On Feb. 21, Adams posted that “In children and young adults, Marijuana has been shown to impede brain development and reduce lifelong academic achievement.”
Studies making such claims have been “completely discredited,” said Dr. Peter Grinspoon, a Boston-area physician who teaches at Harvard Medical School.
“Why is the surgeon general making random, misinformed statements about cannabis?” Grinspoon asked. As for having Project SAM data cited when Adams’s claim was challenged: “It’s like having the Flat Earth Society joining a conversation about geography,” he said.
Two days later, on Feb. 23, Adams (or whoever is running his account) claimed that data from the National Survey on Drug Use and Health “clearly shows underage youth increased in states that legalized marijuana, both for medical and adult use. Wr [sic] can’t ignore youth trends.”

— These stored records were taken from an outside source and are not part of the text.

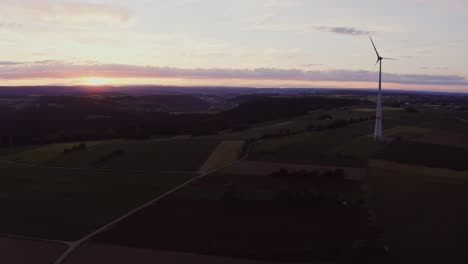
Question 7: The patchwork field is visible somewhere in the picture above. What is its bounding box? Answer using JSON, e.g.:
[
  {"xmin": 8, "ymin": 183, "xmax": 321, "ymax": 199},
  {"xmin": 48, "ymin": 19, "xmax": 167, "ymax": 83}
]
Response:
[
  {"xmin": 367, "ymin": 161, "xmax": 468, "ymax": 264},
  {"xmin": 0, "ymin": 237, "xmax": 66, "ymax": 264},
  {"xmin": 6, "ymin": 139, "xmax": 220, "ymax": 172},
  {"xmin": 375, "ymin": 141, "xmax": 468, "ymax": 170},
  {"xmin": 200, "ymin": 140, "xmax": 245, "ymax": 172},
  {"xmin": 414, "ymin": 130, "xmax": 468, "ymax": 149},
  {"xmin": 92, "ymin": 166, "xmax": 385, "ymax": 263},
  {"xmin": 220, "ymin": 161, "xmax": 366, "ymax": 181}
]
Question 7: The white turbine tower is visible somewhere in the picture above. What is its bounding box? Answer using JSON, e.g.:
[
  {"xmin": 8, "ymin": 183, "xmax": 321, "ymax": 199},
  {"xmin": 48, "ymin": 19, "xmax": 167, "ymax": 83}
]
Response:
[{"xmin": 369, "ymin": 36, "xmax": 394, "ymax": 141}]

But apparently you can ignore well-researched reports that contradict that claim. After all, Adams himself did exactly that.
Barely two months earlier, the RAND Corporation had released a report concluding the opposite had happened in Washington state. Youth cannabis use had fallen since legalization, the report found—though researchers also called for the use of better data to follow the changing trends. In Colorado, data from that same survey found that youth cannabis-use rates were either unchanged or had fallen to decade-low levels following legalization.
All of which raises the question: Why would the nation’s top public health official choose to publicize disinformation?
Whether it’s representative of an institutional bias in Washington, DC, or a warning of what’s to come from the Trump Administration, experts contacted by Leafly News couldn’t say for sure. Some called it yet another example of an “alternative”—that is, false—assertion from Team Trump.
“He has access to better statistics,” Sam Kamin, a professor of marijuana law and policy at the University of Denver, said of Adams’s tweet. “It’s like Donald Trump tweeting out what he just heard on Fox News rather than what he’s hearing from his intelligence services.”